Pharmacies, leisure centres, and health services are seen as having the most positive impact. Businesses were scored by over 2,000 members of the public and experts, on the extent to which they encourage healthy choices; promote social interaction; provide access to health advice; and promote positive mental wellbeing.
Based on the scoring and the prevalence of these different businesses in each town or city, they were ranked accordingly.
Shirley Cramer CBE, chief executive at the Royal Society for Public Health: “While our ranking of towns and cities is by no means a reflection on whether these areas are generally healthy or unhealthy, our research does find higher concentrations of unhealthy businesses exist in places which already experience high levels of deprivation and premature mortality.
“We recognise that businesses investing in High Streets are important for local economies; but this shouldn’t be at any price.
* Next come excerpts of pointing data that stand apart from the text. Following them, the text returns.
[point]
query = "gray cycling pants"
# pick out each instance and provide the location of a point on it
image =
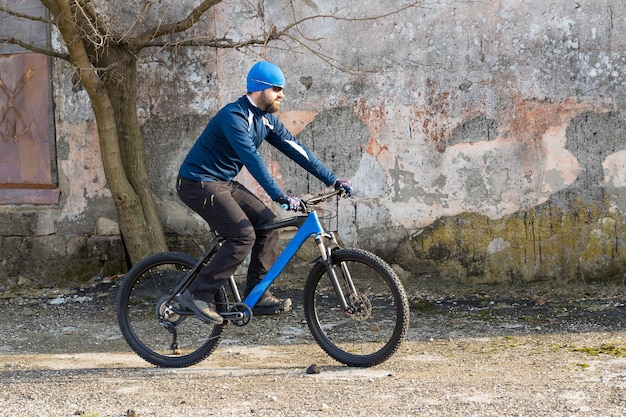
(233, 212)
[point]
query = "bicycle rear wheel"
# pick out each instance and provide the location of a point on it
(159, 330)
(376, 322)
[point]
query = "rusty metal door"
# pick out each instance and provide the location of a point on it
(27, 162)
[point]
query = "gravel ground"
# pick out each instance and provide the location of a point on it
(489, 351)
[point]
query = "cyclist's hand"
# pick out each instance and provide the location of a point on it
(288, 202)
(344, 186)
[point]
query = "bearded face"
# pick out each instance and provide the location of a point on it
(269, 101)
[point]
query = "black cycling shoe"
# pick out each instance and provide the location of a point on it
(205, 311)
(270, 305)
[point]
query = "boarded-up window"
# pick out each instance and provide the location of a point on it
(27, 152)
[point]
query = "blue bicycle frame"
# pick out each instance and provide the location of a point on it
(308, 226)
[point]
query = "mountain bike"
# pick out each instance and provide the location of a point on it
(354, 303)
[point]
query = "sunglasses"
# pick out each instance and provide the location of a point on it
(275, 88)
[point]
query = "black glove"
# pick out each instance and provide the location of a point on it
(344, 186)
(288, 202)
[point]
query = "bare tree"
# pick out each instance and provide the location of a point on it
(102, 45)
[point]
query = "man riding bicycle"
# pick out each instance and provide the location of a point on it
(206, 184)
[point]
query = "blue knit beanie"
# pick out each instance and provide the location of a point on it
(264, 75)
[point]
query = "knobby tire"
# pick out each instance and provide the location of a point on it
(377, 325)
(140, 302)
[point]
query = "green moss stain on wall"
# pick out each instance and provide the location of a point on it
(577, 235)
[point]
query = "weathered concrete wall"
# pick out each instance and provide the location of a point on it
(486, 140)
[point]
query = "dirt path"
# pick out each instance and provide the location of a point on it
(470, 355)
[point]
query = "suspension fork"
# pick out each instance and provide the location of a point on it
(326, 254)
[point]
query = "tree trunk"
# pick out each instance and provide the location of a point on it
(142, 233)
(121, 86)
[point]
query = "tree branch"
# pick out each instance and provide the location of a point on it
(145, 39)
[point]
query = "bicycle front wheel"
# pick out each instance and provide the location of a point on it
(375, 323)
(154, 324)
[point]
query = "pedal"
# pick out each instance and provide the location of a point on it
(269, 311)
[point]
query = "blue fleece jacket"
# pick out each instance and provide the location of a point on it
(231, 141)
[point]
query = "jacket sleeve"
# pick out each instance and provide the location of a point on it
(282, 140)
(236, 132)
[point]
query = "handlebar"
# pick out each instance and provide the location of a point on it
(306, 205)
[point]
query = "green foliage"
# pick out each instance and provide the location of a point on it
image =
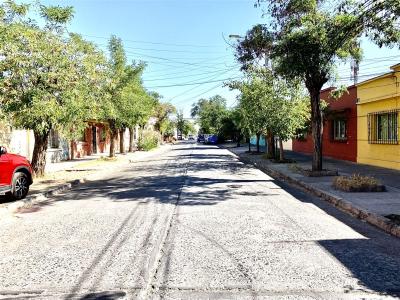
(148, 140)
(306, 38)
(163, 112)
(357, 183)
(270, 104)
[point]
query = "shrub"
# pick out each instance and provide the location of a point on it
(149, 140)
(358, 183)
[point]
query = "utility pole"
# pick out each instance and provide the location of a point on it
(355, 68)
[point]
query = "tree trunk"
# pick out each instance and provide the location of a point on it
(113, 136)
(121, 141)
(271, 145)
(317, 128)
(281, 153)
(72, 150)
(39, 153)
(131, 139)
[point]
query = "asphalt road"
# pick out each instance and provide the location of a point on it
(193, 223)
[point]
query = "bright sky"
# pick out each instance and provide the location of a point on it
(183, 43)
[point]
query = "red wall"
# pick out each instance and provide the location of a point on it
(345, 150)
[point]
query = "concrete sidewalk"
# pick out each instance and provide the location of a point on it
(65, 175)
(363, 205)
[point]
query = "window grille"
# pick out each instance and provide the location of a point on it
(383, 127)
(339, 129)
(54, 139)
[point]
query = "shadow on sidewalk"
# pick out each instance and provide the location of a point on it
(374, 261)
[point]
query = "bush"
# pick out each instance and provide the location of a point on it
(148, 141)
(358, 183)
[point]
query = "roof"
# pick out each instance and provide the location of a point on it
(395, 66)
(375, 78)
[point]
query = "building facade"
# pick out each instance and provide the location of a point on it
(339, 139)
(378, 120)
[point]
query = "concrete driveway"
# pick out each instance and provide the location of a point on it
(193, 223)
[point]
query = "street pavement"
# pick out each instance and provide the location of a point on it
(193, 223)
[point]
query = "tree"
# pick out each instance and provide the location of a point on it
(180, 122)
(256, 92)
(270, 104)
(41, 73)
(112, 110)
(306, 38)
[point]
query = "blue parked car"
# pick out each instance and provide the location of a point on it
(200, 138)
(210, 139)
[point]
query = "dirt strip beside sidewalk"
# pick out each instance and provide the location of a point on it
(369, 207)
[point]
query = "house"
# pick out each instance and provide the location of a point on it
(378, 120)
(339, 139)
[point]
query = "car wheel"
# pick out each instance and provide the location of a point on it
(20, 186)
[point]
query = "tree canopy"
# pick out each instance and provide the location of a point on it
(305, 39)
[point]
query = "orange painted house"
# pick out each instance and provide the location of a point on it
(339, 139)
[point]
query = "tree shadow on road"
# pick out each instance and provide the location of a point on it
(373, 260)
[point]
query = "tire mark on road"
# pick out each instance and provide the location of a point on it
(150, 288)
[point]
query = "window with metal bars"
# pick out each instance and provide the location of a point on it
(382, 127)
(339, 129)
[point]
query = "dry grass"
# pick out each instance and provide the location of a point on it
(358, 183)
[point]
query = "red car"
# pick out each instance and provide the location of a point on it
(15, 175)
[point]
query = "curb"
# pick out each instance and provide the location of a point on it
(40, 197)
(360, 213)
(13, 207)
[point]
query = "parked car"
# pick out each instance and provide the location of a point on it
(15, 175)
(210, 139)
(200, 138)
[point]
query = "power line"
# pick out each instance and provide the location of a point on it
(201, 94)
(185, 76)
(186, 84)
(193, 88)
(154, 43)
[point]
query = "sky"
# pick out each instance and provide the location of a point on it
(186, 43)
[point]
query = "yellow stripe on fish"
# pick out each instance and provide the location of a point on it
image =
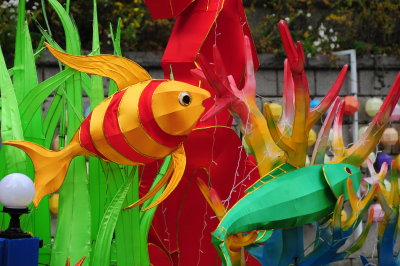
(145, 121)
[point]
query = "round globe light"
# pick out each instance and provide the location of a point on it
(16, 191)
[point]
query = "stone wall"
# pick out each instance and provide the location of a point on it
(375, 77)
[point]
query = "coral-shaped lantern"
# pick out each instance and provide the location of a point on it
(372, 106)
(351, 105)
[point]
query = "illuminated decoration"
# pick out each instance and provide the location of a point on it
(362, 130)
(390, 136)
(395, 116)
(53, 203)
(382, 158)
(16, 191)
(371, 157)
(351, 105)
(372, 106)
(397, 160)
(312, 137)
(284, 144)
(285, 188)
(162, 112)
(276, 110)
(314, 103)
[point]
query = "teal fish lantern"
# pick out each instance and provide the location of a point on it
(285, 198)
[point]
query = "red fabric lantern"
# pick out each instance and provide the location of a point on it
(351, 105)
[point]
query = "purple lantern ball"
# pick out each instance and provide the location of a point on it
(382, 158)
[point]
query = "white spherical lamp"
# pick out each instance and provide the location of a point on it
(16, 191)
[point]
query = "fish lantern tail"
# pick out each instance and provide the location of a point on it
(50, 166)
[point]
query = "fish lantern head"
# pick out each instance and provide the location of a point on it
(336, 176)
(178, 106)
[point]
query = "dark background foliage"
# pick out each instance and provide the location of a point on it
(370, 27)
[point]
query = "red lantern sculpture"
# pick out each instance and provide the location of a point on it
(351, 105)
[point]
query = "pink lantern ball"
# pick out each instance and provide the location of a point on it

The Five Year Forward View calls for us to move “further and faster” to improve the public’s health.
“This could be achieved by granting local authorities enhanced powers to create a rich mix of health promoting businesses on our high streets and encouraging businesses to promote healthy choices.”
Coun John Swindells, deputy leader of Preston City Council, said: “The results of this survey mirror our own concerns. Indeed the Royal Society for Public Health is campaigning to allow local authorities greater planning powers to deal with this issue. It is something the council, along with 92 other local authorities, has and will continue to lobby the Government for.
“It is though, not all bad news. We are seeing greater variety of shops, businesses, restaurants and bars opening in Preston.
“This trend will grow as we and our partners continue to invest in Preston City Centre.”
Andrea Mellon, of the award-winning Duk Pond and Duk Bodega eateries in Preston, laughed off the survey results.
She said: “I beg to differ. Preston is one of the best city centres around mainly because of the regeneration and the improvements that have been made.
“I have worked all over the country and I know that every town has an element of all these things that the survey mentions.”
She said the business community and local authority was doing all it could to improve matters.